一方、入社して間もないなど実務経験が2年に満たない場合は、やはり実務講習を受けて都道府県知事への登録申請を行わなくてはなりません。
なお、登録をして資格証が発行されれば、宅地建物取引士の資格自体は除名事項などに該当しない限り、一生有効です。
ただし、都道府県知事が発行する宅地建物取引士証の有効期間は5年しかありません。
継続的に宅地建物取引士として宅建業務を行っていくためには、5年ごとの更新が必要です。

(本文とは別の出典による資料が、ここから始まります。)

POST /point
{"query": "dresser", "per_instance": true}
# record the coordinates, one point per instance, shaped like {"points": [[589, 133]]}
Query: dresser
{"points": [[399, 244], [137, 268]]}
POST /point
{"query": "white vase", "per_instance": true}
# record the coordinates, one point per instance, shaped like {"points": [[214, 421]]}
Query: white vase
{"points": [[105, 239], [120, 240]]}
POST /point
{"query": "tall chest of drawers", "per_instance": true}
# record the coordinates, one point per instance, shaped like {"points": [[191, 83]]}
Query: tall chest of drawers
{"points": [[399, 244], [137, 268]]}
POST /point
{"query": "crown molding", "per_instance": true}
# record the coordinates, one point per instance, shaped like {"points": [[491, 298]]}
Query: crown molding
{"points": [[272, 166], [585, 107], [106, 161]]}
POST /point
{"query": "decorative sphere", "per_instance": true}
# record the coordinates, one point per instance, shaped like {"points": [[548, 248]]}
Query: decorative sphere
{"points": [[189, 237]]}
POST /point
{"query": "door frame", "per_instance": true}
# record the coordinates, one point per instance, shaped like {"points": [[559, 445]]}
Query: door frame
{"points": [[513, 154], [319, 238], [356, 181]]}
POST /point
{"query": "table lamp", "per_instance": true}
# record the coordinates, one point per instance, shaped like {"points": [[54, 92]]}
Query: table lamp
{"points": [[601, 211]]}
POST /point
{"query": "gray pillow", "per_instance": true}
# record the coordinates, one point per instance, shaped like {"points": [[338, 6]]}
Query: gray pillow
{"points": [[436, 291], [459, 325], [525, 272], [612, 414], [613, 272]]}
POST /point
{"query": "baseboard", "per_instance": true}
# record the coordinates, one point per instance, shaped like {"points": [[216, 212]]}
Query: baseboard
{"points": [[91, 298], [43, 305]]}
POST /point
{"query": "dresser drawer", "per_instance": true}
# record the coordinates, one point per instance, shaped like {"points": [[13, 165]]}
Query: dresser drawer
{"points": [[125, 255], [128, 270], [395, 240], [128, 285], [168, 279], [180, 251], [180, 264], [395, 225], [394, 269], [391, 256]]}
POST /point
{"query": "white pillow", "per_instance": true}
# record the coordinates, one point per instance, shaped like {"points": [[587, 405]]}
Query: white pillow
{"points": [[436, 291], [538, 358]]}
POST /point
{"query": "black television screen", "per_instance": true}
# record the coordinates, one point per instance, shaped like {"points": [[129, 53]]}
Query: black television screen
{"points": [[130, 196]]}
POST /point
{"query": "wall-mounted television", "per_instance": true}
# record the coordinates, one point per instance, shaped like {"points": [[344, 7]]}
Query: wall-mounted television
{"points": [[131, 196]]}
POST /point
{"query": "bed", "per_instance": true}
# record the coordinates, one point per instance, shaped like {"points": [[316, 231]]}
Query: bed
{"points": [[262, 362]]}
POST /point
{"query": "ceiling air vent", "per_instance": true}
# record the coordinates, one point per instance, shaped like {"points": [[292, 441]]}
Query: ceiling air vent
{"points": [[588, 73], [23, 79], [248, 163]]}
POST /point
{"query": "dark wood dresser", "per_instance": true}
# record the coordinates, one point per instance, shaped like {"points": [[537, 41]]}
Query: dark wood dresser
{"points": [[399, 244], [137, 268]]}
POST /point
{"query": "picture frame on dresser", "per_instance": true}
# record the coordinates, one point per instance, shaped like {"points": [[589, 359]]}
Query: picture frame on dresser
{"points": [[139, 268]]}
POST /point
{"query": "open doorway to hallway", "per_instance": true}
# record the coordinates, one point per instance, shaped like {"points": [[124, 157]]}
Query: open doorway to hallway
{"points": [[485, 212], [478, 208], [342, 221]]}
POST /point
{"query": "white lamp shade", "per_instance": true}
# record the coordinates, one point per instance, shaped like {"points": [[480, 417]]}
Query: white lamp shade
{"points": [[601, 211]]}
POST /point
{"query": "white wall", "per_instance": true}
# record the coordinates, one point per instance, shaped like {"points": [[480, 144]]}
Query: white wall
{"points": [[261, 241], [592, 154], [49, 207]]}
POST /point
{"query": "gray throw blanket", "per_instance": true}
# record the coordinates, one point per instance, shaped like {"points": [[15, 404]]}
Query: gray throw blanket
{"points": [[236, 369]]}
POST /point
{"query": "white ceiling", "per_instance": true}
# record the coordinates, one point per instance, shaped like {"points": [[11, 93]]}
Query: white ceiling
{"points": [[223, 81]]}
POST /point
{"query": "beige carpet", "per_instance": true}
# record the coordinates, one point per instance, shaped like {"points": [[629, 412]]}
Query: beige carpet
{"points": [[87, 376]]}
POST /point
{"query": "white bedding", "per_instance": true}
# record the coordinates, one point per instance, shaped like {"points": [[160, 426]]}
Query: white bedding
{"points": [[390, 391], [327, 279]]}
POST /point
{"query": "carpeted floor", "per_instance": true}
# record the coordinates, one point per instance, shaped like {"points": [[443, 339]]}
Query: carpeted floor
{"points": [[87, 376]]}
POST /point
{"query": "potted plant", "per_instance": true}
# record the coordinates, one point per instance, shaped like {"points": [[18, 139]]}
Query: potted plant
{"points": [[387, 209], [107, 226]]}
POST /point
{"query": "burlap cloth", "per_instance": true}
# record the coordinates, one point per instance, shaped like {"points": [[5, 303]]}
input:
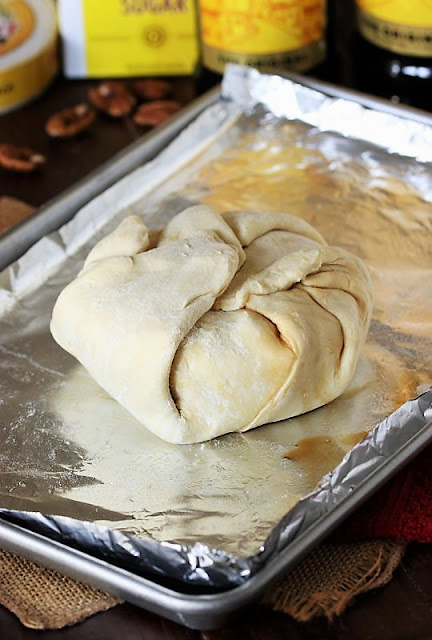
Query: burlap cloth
{"points": [[323, 583]]}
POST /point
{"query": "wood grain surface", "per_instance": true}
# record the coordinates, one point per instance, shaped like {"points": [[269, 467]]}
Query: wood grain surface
{"points": [[402, 610]]}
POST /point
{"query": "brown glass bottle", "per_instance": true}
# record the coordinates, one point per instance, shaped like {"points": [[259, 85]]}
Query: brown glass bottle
{"points": [[394, 57]]}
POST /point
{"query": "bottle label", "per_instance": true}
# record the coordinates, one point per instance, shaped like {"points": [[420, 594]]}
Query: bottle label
{"points": [[267, 34], [128, 37], [397, 25]]}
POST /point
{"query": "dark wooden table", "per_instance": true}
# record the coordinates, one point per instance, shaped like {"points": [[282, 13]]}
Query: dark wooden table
{"points": [[402, 610]]}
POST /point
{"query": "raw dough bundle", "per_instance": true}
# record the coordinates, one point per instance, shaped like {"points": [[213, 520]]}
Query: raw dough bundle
{"points": [[220, 323]]}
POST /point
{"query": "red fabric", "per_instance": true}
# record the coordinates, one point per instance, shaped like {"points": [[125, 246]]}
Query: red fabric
{"points": [[402, 509]]}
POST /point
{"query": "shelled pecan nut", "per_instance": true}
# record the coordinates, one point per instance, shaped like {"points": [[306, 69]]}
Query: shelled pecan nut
{"points": [[153, 113], [69, 122], [112, 97], [21, 159], [151, 88]]}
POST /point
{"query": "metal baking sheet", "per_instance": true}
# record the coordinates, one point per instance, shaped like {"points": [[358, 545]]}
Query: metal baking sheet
{"points": [[77, 470]]}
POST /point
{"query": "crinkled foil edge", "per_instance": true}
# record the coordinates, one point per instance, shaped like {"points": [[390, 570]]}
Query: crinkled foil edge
{"points": [[213, 569]]}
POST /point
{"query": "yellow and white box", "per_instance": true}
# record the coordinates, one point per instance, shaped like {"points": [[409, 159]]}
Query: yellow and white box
{"points": [[28, 50], [117, 38]]}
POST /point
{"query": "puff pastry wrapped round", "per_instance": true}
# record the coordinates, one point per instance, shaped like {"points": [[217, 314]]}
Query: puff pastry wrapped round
{"points": [[221, 323]]}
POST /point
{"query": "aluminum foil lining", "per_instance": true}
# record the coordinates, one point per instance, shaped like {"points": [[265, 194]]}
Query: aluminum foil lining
{"points": [[77, 468]]}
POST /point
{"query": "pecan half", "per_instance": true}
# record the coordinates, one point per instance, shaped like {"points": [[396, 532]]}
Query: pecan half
{"points": [[22, 159], [151, 88], [112, 97], [153, 113], [69, 122]]}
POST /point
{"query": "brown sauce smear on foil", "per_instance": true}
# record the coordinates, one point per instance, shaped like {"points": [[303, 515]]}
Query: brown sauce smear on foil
{"points": [[317, 455]]}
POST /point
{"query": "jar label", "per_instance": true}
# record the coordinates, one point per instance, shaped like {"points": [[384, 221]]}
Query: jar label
{"points": [[397, 25], [16, 24], [263, 33]]}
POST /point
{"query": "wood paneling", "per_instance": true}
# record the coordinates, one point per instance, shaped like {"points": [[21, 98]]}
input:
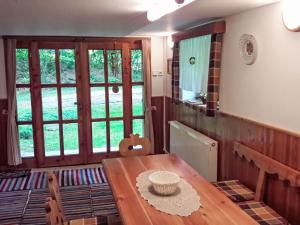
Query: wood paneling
{"points": [[3, 126], [134, 210], [158, 123], [275, 143]]}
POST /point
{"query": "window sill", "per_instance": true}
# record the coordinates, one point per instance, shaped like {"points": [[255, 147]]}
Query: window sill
{"points": [[198, 105]]}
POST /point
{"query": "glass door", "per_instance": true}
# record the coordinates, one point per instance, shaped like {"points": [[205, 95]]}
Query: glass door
{"points": [[60, 103], [77, 100], [106, 99], [116, 97]]}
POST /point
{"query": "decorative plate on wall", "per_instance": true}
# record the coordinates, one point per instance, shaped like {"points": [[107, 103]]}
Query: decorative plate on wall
{"points": [[248, 48]]}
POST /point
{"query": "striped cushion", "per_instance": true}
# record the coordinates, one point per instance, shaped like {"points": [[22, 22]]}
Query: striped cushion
{"points": [[235, 190], [262, 213]]}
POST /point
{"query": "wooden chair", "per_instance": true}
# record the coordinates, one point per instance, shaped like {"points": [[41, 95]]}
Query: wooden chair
{"points": [[135, 140], [54, 191], [53, 215]]}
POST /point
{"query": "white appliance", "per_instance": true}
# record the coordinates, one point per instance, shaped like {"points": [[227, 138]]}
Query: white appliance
{"points": [[198, 150]]}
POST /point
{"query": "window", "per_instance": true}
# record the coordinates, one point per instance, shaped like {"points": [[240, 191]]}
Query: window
{"points": [[194, 56], [23, 95], [76, 106]]}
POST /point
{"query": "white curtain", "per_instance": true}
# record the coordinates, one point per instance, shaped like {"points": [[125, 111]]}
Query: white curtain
{"points": [[148, 128], [193, 77], [13, 149]]}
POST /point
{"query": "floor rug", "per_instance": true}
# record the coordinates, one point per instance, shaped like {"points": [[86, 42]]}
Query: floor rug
{"points": [[66, 177], [14, 174], [82, 201]]}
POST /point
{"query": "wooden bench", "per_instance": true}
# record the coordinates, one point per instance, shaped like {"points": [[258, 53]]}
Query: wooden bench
{"points": [[250, 202]]}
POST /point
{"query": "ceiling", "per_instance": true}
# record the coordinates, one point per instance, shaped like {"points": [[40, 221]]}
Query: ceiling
{"points": [[108, 17]]}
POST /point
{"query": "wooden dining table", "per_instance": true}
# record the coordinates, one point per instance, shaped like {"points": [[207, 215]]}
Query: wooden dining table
{"points": [[134, 210]]}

そのためには都道府県で実施される法定講習を5年ごとに受け、再度、登録申請をして新しい宅地建物取引士証を受けなくてはなりません。

■宅地建物取引士の行う業務

オフィスビルを探す際に、希望条件をヒアリングして相談に乗ってくれたり、物件を探してくれたり、物件を案内してくれたりするお仕事は、実は宅地建物取引士の資格を取得していなくてもできます。
小さな不動産会社や賃貸住宅の案内を行うスタッフの中には、学生アルバイトや資格のないスタッフが含まれているケースは少なくありません。
一方、オフィスビルの投資や売買、賃貸など高額な金額が動くケースやクライアントからの要求が高度になる取引ほど、宅地建物取引士の資格を取得したスタッフが対応するケースが増えます。
大手の不動産会社や規模の大きな事務所であれば、オフィスビルを扱えるのは宅地建物取引士の資格を取得して、都道府県知事からの宅地建物取引士証を受けたものに限定されるケースがほとんどです。
そのため、相談もしやすく、プロとしての適切なアドバイスが受けられるほか、条件交渉や契約手続きも安心して任せることができます。
宅地建物取引士でないとできない業務として、宅建業法第35条に定める重要事項の説明と重要事項説明書への記名押印および同第37条に定める契約書面などへの記名押印があります。
オフィスビルの売買や賃貸契約を結ぶ際に、必ず行われる重要なルールですが、これは宅地建物取引士の資格がないとできません。
宅地建物取引士の試験に合格するための勉強や各種の講習などを通じて、不動産の売買や賃貸時に取り交わす契約書に記載されているトラブルが起こった場合の処理方法などのノウハウも学んでいます。
また、トラブルを未然に防ぐためのコンプライアンスに基づく対応や不動産取引の慣例から、売買価格の決め方や賃貸料の決め方、手数料の計算法なども習得しています。
また、不動産購入の際にかかる税金制度のことやオフィスビル賃貸時の仕分け法など税務や会計に関する知識にも詳しく、一般的な範囲でアドバイスやコンサルティングも可能です。
土地・建物の安全性や耐久性といった不動産の物件に関する知識も、専門書や講習、実務経験を通じて習得していきます。